TRAVEL

That's One Way to Fly The Friendlier Skies With a Saudi Prince

Raptors get their own seats on Qatar airline.

31/01/2017 4:12 PM AEDT | Updated 31/01/2017 6:00 PM AEDT
Naseem Mohammed Bny Huthil / Reuters
A man sits next to his falcon as he waits to participate in a falcon contest during Qatar International Falcons and Hunting Festival at Sealine desert, Qatar January 29, 2016. The participants at the contest compete for the fastest falcon at attacking its prey. Scores of wealthy Gulf Arabs descend on Iraq to hunt the houbara bustard, a rare desert bird, with trained falcons through the winter months. But the kidnapping of 26 Qataris in December 2015 in the Iraqi desert while hunting, including members of the country's royal family, has highlighted the risks of pursuing the "sport of kings" at a time of heightened regional turmoil. Picture taken January 29, 2016. REUTERS/Naseem Zeitoon

If only we were all Saudi princes and could fly in luxury ... with our 80 birds of prey in their seats ... and have nothing to fear from immigration officials or President Donald Trump.

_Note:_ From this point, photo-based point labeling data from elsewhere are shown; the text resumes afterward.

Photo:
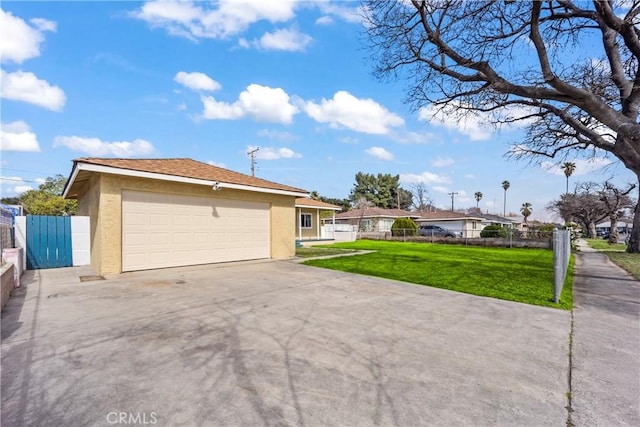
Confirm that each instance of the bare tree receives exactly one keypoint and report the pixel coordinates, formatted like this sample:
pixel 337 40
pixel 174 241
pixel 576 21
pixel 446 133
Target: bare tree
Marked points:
pixel 422 202
pixel 584 206
pixel 615 201
pixel 568 168
pixel 525 210
pixel 512 61
pixel 478 197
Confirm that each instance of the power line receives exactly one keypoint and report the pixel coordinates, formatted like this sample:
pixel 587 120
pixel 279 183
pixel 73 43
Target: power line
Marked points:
pixel 23 170
pixel 18 180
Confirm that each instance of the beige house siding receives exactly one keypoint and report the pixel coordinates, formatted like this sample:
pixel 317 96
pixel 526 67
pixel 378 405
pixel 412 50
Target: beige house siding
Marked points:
pixel 103 201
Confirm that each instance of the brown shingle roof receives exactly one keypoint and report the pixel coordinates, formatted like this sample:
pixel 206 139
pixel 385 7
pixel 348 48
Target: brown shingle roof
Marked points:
pixel 425 216
pixel 305 201
pixel 376 212
pixel 188 168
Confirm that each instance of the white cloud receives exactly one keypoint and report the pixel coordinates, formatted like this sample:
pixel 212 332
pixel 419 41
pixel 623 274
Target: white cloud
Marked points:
pixel 425 177
pixel 324 20
pixel 462 197
pixel 197 81
pixel 441 162
pixel 97 147
pixel 20 41
pixel 218 164
pixel 228 17
pixel 348 140
pixel 276 135
pixel 583 166
pixel 14 185
pixel 379 153
pixel 26 87
pixel 440 189
pixel 17 136
pixel 361 115
pixel 263 103
pixel 409 137
pixel 273 153
pixel 283 39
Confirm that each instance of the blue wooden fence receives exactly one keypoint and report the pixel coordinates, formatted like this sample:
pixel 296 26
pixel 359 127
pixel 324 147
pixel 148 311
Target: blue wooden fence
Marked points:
pixel 48 242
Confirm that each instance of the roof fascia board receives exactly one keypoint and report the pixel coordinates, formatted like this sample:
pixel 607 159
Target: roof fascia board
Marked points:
pixel 259 189
pixel 318 207
pixel 70 181
pixel 183 179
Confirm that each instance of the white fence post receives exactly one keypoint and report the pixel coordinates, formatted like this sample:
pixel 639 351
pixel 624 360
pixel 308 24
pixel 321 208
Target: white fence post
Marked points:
pixel 561 255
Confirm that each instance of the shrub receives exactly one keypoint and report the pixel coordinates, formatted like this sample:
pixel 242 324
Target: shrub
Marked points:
pixel 494 230
pixel 404 227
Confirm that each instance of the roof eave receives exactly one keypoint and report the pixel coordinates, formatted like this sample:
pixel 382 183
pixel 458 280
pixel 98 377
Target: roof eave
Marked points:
pixel 216 185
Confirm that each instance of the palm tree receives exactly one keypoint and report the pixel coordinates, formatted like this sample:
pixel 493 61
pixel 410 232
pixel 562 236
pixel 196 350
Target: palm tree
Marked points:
pixel 505 185
pixel 478 196
pixel 526 209
pixel 569 168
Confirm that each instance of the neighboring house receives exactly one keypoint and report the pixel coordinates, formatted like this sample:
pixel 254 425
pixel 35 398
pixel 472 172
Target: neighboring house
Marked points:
pixel 624 226
pixel 373 219
pixel 309 219
pixel 469 225
pixel 156 213
pixel 511 222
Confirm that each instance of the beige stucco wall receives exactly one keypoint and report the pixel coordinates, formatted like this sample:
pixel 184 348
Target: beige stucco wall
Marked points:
pixel 103 202
pixel 88 205
pixel 307 233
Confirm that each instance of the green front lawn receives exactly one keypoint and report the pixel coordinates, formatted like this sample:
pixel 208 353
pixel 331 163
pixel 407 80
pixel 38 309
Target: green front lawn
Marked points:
pixel 523 275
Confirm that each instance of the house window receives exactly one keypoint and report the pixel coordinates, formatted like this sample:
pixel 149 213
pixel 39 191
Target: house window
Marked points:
pixel 385 224
pixel 305 220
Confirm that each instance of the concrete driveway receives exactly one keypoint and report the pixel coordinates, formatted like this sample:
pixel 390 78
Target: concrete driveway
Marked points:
pixel 275 343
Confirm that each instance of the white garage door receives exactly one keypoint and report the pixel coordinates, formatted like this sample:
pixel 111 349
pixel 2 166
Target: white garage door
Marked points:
pixel 168 230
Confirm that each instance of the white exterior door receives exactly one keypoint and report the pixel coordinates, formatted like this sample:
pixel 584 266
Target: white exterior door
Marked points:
pixel 169 230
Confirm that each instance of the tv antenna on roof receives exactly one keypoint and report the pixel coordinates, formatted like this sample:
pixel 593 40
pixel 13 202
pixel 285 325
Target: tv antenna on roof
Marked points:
pixel 252 154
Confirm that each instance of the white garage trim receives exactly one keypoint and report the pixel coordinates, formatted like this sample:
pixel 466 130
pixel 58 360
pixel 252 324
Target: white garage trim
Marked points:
pixel 169 230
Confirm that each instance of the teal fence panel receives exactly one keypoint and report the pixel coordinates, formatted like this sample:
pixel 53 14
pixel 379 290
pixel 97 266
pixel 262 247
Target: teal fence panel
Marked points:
pixel 48 242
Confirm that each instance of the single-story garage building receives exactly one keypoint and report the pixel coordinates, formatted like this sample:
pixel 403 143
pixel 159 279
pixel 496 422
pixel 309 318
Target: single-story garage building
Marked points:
pixel 157 213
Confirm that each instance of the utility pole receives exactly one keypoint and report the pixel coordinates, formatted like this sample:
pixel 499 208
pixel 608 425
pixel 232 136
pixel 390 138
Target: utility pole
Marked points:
pixel 452 194
pixel 252 154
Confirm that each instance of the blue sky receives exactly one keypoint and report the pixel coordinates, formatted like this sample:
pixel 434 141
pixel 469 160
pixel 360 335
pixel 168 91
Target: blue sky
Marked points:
pixel 211 81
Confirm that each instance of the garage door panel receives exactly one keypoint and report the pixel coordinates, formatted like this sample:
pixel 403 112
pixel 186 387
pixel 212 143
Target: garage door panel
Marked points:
pixel 167 230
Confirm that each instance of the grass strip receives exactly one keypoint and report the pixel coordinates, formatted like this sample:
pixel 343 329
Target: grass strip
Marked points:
pixel 516 274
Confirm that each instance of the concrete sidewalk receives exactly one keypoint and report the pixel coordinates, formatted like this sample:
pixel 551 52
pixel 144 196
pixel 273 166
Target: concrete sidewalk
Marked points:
pixel 606 343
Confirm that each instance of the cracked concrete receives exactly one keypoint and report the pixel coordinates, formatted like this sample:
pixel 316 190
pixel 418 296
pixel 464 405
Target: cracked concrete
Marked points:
pixel 275 343
pixel 606 343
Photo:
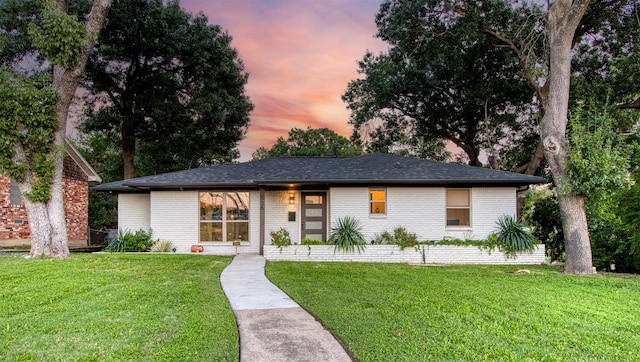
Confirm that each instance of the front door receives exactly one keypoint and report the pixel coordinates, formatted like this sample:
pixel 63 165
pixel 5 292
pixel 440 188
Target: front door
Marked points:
pixel 314 215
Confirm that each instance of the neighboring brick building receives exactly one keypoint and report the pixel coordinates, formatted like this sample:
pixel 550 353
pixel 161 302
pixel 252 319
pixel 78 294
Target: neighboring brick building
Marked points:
pixel 14 225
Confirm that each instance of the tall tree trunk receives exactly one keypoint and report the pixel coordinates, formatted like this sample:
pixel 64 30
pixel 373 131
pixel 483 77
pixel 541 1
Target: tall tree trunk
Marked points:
pixel 38 223
pixel 39 229
pixel 65 83
pixel 128 150
pixel 564 17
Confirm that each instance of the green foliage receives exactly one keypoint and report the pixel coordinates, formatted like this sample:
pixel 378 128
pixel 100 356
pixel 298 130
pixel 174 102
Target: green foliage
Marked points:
pixel 120 307
pixel 280 238
pixel 162 246
pixel 441 81
pixel 542 212
pixel 183 102
pixel 104 156
pixel 400 237
pixel 399 312
pixel 346 235
pixel 127 241
pixel 60 37
pixel 309 241
pixel 27 124
pixel 598 154
pixel 310 142
pixel 513 237
pixel 456 242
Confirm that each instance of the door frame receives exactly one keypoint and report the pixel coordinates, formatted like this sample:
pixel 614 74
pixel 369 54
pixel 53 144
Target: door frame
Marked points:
pixel 323 218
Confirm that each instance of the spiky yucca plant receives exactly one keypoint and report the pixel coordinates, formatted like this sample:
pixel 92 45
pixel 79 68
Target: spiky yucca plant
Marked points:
pixel 513 238
pixel 162 246
pixel 346 235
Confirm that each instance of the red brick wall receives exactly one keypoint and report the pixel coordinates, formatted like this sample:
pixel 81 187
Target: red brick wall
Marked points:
pixel 76 207
pixel 9 214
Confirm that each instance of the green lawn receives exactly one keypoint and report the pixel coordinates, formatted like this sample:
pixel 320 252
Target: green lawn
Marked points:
pixel 115 307
pixel 394 312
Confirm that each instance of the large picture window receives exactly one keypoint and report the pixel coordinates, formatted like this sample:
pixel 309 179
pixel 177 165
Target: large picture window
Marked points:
pixel 458 207
pixel 224 216
pixel 377 202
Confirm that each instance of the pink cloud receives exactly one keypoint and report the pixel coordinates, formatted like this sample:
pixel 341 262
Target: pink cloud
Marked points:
pixel 300 55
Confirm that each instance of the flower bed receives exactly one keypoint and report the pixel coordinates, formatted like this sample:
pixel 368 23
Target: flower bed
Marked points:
pixel 425 254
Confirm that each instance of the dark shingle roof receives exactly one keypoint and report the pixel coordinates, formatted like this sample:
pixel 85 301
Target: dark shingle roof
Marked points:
pixel 370 169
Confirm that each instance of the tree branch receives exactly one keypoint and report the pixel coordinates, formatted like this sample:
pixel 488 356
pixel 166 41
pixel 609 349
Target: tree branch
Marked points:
pixel 523 64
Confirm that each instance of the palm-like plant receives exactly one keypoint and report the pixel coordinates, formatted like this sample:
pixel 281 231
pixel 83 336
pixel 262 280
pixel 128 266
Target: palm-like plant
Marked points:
pixel 512 236
pixel 346 235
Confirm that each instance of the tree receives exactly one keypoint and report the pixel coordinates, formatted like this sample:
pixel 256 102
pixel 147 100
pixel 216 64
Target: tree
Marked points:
pixel 441 82
pixel 168 86
pixel 542 43
pixel 310 142
pixel 64 41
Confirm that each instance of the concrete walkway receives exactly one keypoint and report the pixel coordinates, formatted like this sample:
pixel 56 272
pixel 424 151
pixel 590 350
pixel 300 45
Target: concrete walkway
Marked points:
pixel 272 326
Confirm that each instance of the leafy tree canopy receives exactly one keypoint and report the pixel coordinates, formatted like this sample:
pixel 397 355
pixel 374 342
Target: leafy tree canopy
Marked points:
pixel 310 142
pixel 27 124
pixel 168 86
pixel 441 80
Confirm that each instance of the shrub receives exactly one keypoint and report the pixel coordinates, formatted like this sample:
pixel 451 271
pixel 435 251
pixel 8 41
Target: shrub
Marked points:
pixel 309 241
pixel 400 237
pixel 280 237
pixel 513 238
pixel 346 235
pixel 162 246
pixel 546 224
pixel 131 242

A photo posted on Reddit from a Qatar airlines flight in a very, very different world has captured the imagination of viewers who have turned it into a viral hit. The picture of the hooded birds calmly perched on seats was snapped by the pilot of the plane and given to friend “lensoo,” who posted it. 

Raptor plane passengers are not as unusual as they may seem, especially on airlines plying the skies of the United Arab Emirates, where falconry is a popular sport. Many airlines serving UAE passengers, including Etihad and Qatar Airways and Emirates air, allow a certain number of raptors in the cabin or in checked luggage — though 80 is admittedly on the high end. Qatar airlines has a page on its website with details on transporting falcons.

Germany’s Lufthansa even provides a bird stand that allows passengers to keep their falcons nearby during a flight.

The UAE government issued 28,000 falcon “passports” from 2002 to 2013, the Gulf News reported. The falcon passport program was launched by the Ministry of Environment and Water to combat the illegal trade in the birds.

Speaking of passports, it’s not clear where this particular Saudi prince is traveling, but he could have entered the U.S. with no problem (other than possible challenges from an animal control officer), despite President Donald Trump’s executive order barring travelers from certain predominantly Muslim nations. People from Saudi Arabia are exempt from the ban, as are other Muslim-majority nations where President Trump has business interests. Most of the hijackers in the 9/11 attack were from Saudi Arabia. There have been no fatal terrorist attacks in the U.S. by immigrants from any of the seven nations targeted in Trump’s ban.